Professor Abdulhadi is a scholar/activist committed to collective work and justice-centered scholarship and pedagogy. She co-founded several community organizations such as the U.S. Branch of the General Union of Palestine Students; Union of Palestinian Women’s Associations in North America (UPWA), and the Palestine Solidarity Committee (PSC). She was the first Arab or Muslim to be elected to the Board of the New York Civil Liberties Union (NY CLU). She served on the Board of the Brecht Forum; co-Chaired the Third World Coalition of the American Friends Service Committee (AFSC), and initiated and co-organized the 1985 national 26-city US tour on “Israel and South Africa: The Apartheid Connection?” that was monumental in defining a Palestinian perspective on boycotts and sanctions along the lines of the anti-Apartheid movement. This builds on her earlier activism as an initiator of the Howard Beach Anti-Racist Campaign; the 500 Years of Genocide/500 Years of Resistance in 1992. She continues this activism today with her involvement in building Palestinian support for Idle No More, Justice for Michael Brown, the Movement for Black Lives, and Standing Rock. She is currently a co-leader of “100 Years of Colonialism, 100 Years of Resistance,” the International Palestinian Campaign to commemorate the Balfour Declaration.

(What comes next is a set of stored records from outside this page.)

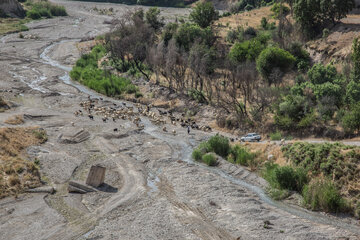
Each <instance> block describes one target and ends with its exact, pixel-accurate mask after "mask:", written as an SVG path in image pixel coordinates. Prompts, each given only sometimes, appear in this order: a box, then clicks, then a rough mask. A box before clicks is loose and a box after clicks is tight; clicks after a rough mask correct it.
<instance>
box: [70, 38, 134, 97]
mask: <svg viewBox="0 0 360 240" xmlns="http://www.w3.org/2000/svg"><path fill="white" fill-rule="evenodd" d="M105 54H106V49H105V48H104V47H103V46H101V45H98V46H95V47H94V48H93V49H92V51H91V53H89V54H85V55H83V56H82V57H81V58H80V59H79V60H78V61H77V62H76V64H75V67H74V68H73V69H72V70H71V72H70V77H71V78H72V79H73V80H75V81H78V82H80V83H81V84H83V85H85V86H87V87H89V88H91V89H93V90H95V91H97V92H100V93H102V94H104V95H107V96H120V95H121V94H122V93H135V92H137V91H138V90H137V87H135V86H134V85H132V83H131V81H130V80H129V79H126V78H123V77H118V76H115V75H111V74H106V73H105V71H104V70H102V69H99V68H98V67H97V64H98V60H99V59H100V58H101V57H103V56H105Z"/></svg>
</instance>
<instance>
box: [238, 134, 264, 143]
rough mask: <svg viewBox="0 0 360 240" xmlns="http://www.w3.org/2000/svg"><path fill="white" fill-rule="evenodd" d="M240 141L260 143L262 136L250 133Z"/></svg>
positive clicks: (244, 136)
mask: <svg viewBox="0 0 360 240" xmlns="http://www.w3.org/2000/svg"><path fill="white" fill-rule="evenodd" d="M240 140H241V141H242V142H255V141H258V142H259V141H260V140H261V136H260V135H259V134H257V133H248V134H246V135H245V136H243V137H241V138H240Z"/></svg>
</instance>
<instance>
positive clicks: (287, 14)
mask: <svg viewBox="0 0 360 240" xmlns="http://www.w3.org/2000/svg"><path fill="white" fill-rule="evenodd" d="M270 10H271V11H272V12H273V18H276V19H279V18H280V17H282V16H286V15H288V14H289V13H290V9H289V8H288V7H287V6H286V5H284V4H282V3H274V5H273V6H272V7H271V9H270Z"/></svg>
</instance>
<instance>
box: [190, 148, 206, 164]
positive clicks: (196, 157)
mask: <svg viewBox="0 0 360 240" xmlns="http://www.w3.org/2000/svg"><path fill="white" fill-rule="evenodd" d="M203 155H204V154H203V153H202V152H201V151H200V150H199V149H194V151H193V152H192V154H191V156H192V158H193V159H194V160H195V161H198V162H199V161H201V160H202V156H203Z"/></svg>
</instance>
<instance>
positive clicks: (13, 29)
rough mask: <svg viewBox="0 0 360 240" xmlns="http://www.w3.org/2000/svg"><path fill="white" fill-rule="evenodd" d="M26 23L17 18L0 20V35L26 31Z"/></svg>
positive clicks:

She Academically she co-founded the California Scholars for Academic Freedom, the US Campaign for the Academic and Cultural Boycott of Israel (USACBI), and Feminists for Justice in/for Palestine, and has co-organized the BDS campaigns within the Peace and Justice Studies Association (PJSA) and the National Women’s Studies Association (NWSA). She co-organized and led the first Indigenous and Women of Color Feminist Delegation to Palestine and has since led other delegations, such as the 2014 Academic and Labor Delegation and the 2016 US Prisoner, Labor and Academic Delegation. She has been subjected to a relentless new McCarthyist and bullying campaign launched by a pro-Israel network that seeks to silence and intimidate her and dismantle the Arab and Muslim Ethnicities and Diasporas Studies and advocacy for justice in/for Palestine at San Francisco State University.